# 613693

LONG QT SYNDROME 6; LQT6


Other entities represented in this entry:

LONG QT SYNDROME 6, ACQUIRED, SUSCEPTIBILITY TO, INCLUDED
LONG QT SYNDROME 3/6, DIGENIC, INCLUDED; LQT3/6, DIGENIC, INCLUDED

Phenotype-Gene Relationships

Location Phenotype Phenotype
MIM number
Inheritance Phenotype
mapping key
Gene/Locus Gene/Locus
MIM number
21q22.11 Long QT syndrome 6 613693 AD 3 KCNE2 603796
Clinical Synopsis
 
Phenotypic Series
 

INHERITANCE
- Autosomal dominant
CARDIOVASCULAR
Heart
- Prolonged QT interval on EKG
- Syncope
- Torsade de pointes
- Ventricular fibrillation
- Sudden cardiac death
MISCELLANEOUS
- Association of cardiac events with exercise
- Genetic heterogeneity (see LQT1 192500)
- Patients with more severe phenotype have been reported with mutations in more than 1 LQT-related gene
- GEI (gene-environment interaction) - association of cardiac events with drug administration
MOLECULAR BASIS
- Caused by mutation in the potassium voltage-gated channel, Isk-related family, member 2 gene (KCNE2, 603796.0001)

TEXT

A number sign (#) is used with this entry because of evidence that long QT syndrome-6 (LQT6) is caused by heterozygous mutation in the KCNE2 gene (603796) on chromosome 21q22.

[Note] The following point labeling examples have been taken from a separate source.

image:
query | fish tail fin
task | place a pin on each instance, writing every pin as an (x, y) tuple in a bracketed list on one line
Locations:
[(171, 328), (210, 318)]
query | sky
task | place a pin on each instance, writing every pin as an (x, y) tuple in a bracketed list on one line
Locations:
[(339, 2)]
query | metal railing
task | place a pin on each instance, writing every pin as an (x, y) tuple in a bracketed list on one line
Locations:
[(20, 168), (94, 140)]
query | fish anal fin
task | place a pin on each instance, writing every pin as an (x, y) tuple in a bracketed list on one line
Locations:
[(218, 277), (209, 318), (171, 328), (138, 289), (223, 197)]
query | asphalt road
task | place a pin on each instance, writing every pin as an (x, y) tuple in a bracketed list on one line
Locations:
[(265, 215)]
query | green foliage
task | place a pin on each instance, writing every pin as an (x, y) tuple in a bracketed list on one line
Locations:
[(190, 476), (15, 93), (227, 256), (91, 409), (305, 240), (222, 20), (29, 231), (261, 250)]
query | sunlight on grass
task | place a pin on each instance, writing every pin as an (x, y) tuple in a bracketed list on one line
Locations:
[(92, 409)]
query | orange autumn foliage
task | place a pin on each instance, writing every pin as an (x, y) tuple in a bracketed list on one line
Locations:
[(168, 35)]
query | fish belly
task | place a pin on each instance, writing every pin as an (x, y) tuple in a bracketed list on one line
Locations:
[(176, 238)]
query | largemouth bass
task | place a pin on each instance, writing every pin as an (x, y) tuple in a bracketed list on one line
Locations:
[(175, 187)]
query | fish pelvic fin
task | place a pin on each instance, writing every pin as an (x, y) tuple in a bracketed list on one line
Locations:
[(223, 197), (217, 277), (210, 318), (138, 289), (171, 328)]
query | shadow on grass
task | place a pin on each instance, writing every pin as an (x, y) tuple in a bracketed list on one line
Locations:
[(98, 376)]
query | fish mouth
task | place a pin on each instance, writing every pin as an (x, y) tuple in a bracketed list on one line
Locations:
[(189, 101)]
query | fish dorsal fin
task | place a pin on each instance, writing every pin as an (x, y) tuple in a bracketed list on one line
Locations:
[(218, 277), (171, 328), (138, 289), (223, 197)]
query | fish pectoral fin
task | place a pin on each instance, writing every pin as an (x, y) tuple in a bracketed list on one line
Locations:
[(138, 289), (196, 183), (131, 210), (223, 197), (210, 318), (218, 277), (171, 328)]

Digenic inheritance has also been reported; see MOLECULAR GENETICS.


Description

Congenital long QT syndrome is electrocardiographically characterized by a prolonged QT interval and polymorphic ventricular arrhythmias (torsade de pointes). These cardiac arrhythmias may result in recurrent syncope, seizure, or sudden death (Jongbloed et al., 1999).

For a discussion of genetic heterogeneity of long QT syndrome, see LQT1 (192500).


Clinical Features

Abbott et al. (1999) reported a healthy 38-year-old Caucasian female who had had ventricular fibrillation while jogging. Her resuscitation required defibrillation. The results from echocardiography and cardiac catheterization with electrophysiologic studies and right ventricular biopsy were normal. Subsequent electrocardiograms showed an atypical response to exercise with QTc intervals ranging from 390 to 500 ms.


Molecular Genetics

In 2 healthy females with LQT5, Abbott et al. (1999) identified heterozygosity for different missense mutations in the KCNE2 gene (603796.0002-603796.0003).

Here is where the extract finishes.